I have to confess that it took me a little longer than I expected to be won over by this book. Liza Mundy takes pains to explain the status of the war at various points in the story as well as provide background about cryptography. While these specifics provide important context, they are less interesting to me than the lives and challenges of the individual women involved. Where the book really shines is when Mundy provides details about the friendships and relationships between the women and their struggles in, let’s face it, a man’s world. While the women’s services were honored, they encountered a type of sexism that only women can understand. For example, although partying and general “high spirits” were tolerated by the military brass, the one thing that would absolutely kill a woman’s “career” in the Navy was to get pregnant (even if the woman was married). Mundy writes, “The penalty was discharge–and humiliation. Jaenn Coz remembered that ‘when we all lived in the barracks, several girls got knocked up, and it was a sad thing because she had to stand captain’s mast and watch as they stripped off her buttons and ripped off her chevrons and just humiliated her to death.’ ” That pregnancy was punished so severely in spite of the critical work the women were doing is shocking. Equally as insulting was the belief of many Americans that military women “were just prostitutes in uniform, admitted to the military to service the men.” This idea was probably buoyed by the fact that the Navy had height and weight requirements for enlisted members (at least 5 feet tall and 95 pounds), and there seemed to be an unwritten (and unconfirmed) rule about attractiveness. According to Millie Weatherly, a North Carolina telephone operator who went to a recruiting office with a friend, the recruiter accepted Millie but declined to take the friend, saying she wasn’t pretty enough. On a slightly more amusing note, Mundy shares details about the designing of navy women’s uniforms, in which pockets were omitted because the designers felt they would spoil the lines of the suit. Even in 1943, in the midst of war, a working woman couldn’t get a damn pocket!

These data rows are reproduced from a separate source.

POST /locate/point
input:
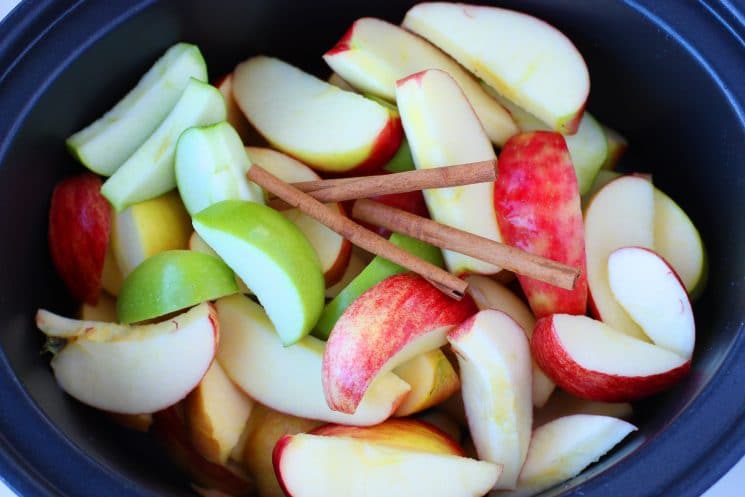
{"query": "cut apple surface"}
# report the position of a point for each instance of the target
(537, 202)
(139, 369)
(561, 449)
(525, 59)
(149, 171)
(589, 359)
(288, 282)
(655, 298)
(211, 165)
(443, 130)
(79, 227)
(314, 466)
(255, 359)
(374, 54)
(171, 281)
(327, 128)
(394, 321)
(106, 144)
(333, 250)
(489, 294)
(495, 371)
(621, 214)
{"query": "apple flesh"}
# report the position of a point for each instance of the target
(288, 282)
(538, 209)
(490, 294)
(327, 128)
(256, 360)
(104, 145)
(589, 359)
(525, 59)
(443, 130)
(495, 370)
(314, 466)
(374, 54)
(655, 298)
(79, 227)
(138, 369)
(171, 281)
(394, 321)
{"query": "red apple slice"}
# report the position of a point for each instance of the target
(495, 369)
(538, 209)
(653, 295)
(79, 227)
(374, 54)
(137, 369)
(621, 214)
(397, 319)
(589, 359)
(320, 466)
(525, 59)
(327, 128)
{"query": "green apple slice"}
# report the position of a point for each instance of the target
(105, 144)
(211, 165)
(149, 171)
(272, 257)
(379, 269)
(171, 281)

It is better to look good than to have a functional pocket, even when you are serving your country and helping to win a world war.
That the work was critical can’t be overstated. The Army’s cryptography teams at Arlington Hall cracked Japanese codes so successfully that they were able to read messages before the intended recipients. When Japan finally approached the Swiss with their intention to surrender, the teams intercepting codes knew about it before the President. None of this was easy on the women. They knew well that much of the work they did resulted in the the sinking of ships containing actual human beings (enemy soldiers, sure, but human beings nevertheless). They celebrated the Allies’ successes but never lost sight of the human toll. For their part, these women suffered their own personal tragedies, as their husbands and brothers fought overseas. Jimmie Lee Hutchison Powers worked one of the machines that helped decipher messages sent from the German Enigma-machine. When she got word that her husband Bob Powers, a pilot, had been killed in action, she was denied her request to attend his funeral in Oklahoma. The military wasn’t heartless; the work these women were doing was just too important to stop. Mundy writes, “There were other bombe operators getting the same telegrams, and they could not be allowed to leave. Jimmie Lee stayed at her post. Her father died not long after. She was never able to go home and unburden herself, never able to talk to her father about how much she missed her husband. Nor had she been able to tell her own father goodbye.”
Code Girls reveals an important piece of history, and I recommend it for anyone interested in World War II, cryptography, or girl power. While the structure of the book could have been better, in my opinion, I cherished the stories of these women and their friendships, and how they teamed together to support the Allies’ victories.